I've been turning this exercise over for a while, and I appear to be stuck in particular on part (c). The question is:
Let $V$ be a projective variety in $\mathbb{P}^n$ of dimension $\geq 1$ and nonsingular in codimension $1$. Let $X$ be the affine cone over $V$ in $\mathbb{A}^{n+1}$, and $\bar{X}$ it's projective closure. Let $S(V)$ be the homogeneous coordinate ring of $V$. Show $S(V)$ is a UFD if and only if $V$ is projectively normal and $\text{Cl } V \simeq \mathbb{Z}$, generated by the class of $V.H$
I can do one direction. Namely, if $S(V)$ is a UFD, then the following exact sequence
$$\mathbb{Z} \to \text{Cl } V \to \text{Cl }X \to 0$$
can be modified to $$0 \to \mathbb{Z} \to \text{Cl }V \to 0 $$ since $\text{Cl }X$ is $0$, as $S(V)$ is also the coordinate ring of the cone $X$, and it is proven in the previous part that the map from $\mathbb{Z}$ is injective. This proves the divisor condition. However it is also true that a UFD is integrally closed, so projective normality follows.
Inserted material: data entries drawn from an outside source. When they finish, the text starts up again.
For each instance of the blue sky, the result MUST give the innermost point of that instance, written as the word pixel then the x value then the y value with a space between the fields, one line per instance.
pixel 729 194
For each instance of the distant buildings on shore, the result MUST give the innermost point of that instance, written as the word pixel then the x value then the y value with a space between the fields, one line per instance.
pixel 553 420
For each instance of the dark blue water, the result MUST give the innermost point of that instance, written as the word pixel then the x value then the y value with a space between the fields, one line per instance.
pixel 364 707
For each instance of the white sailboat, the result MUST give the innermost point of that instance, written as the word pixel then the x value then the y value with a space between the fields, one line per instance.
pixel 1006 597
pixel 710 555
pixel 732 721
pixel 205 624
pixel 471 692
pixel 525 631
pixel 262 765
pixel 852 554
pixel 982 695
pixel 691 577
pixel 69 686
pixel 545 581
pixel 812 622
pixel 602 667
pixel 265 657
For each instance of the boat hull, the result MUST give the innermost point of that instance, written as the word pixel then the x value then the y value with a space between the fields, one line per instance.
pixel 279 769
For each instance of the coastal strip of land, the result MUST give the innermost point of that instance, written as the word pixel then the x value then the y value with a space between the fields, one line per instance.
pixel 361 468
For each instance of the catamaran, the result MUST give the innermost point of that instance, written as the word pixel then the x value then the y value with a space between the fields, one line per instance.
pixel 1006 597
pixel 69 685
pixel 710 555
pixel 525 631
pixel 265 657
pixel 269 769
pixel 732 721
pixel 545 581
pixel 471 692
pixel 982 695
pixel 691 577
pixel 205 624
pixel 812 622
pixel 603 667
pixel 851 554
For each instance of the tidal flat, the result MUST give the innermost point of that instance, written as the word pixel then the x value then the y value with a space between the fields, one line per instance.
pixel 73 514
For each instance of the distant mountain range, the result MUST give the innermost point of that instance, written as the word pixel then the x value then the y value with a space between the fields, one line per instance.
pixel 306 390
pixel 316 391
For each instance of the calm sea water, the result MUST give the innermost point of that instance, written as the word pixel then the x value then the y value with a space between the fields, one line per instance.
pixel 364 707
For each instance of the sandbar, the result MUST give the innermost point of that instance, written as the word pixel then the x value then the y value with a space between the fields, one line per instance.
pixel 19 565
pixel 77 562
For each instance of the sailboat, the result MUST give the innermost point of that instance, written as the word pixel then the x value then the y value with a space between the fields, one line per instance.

What I can't do is the other direction. This should be just a statement about commutative algebra. I would like to use the equivalent condition that all prime ideals are principal, for example, but I don't know how to relate this to the divisor class group. Another possible approach that might be promising is the also equivalent condition that the ring satisfy the ascending chain condition on principal ideals (which is trivial, since the ring we're dealing with is already Noetherian, as a variety is a finite type scheme over a field and so is Noetherian) and every irreducible is prime. So it suffices to check that projective normality and having class group the integers is enough to prove every irreducible is prime.
Is this the right way to go? Perhaps there is a better way?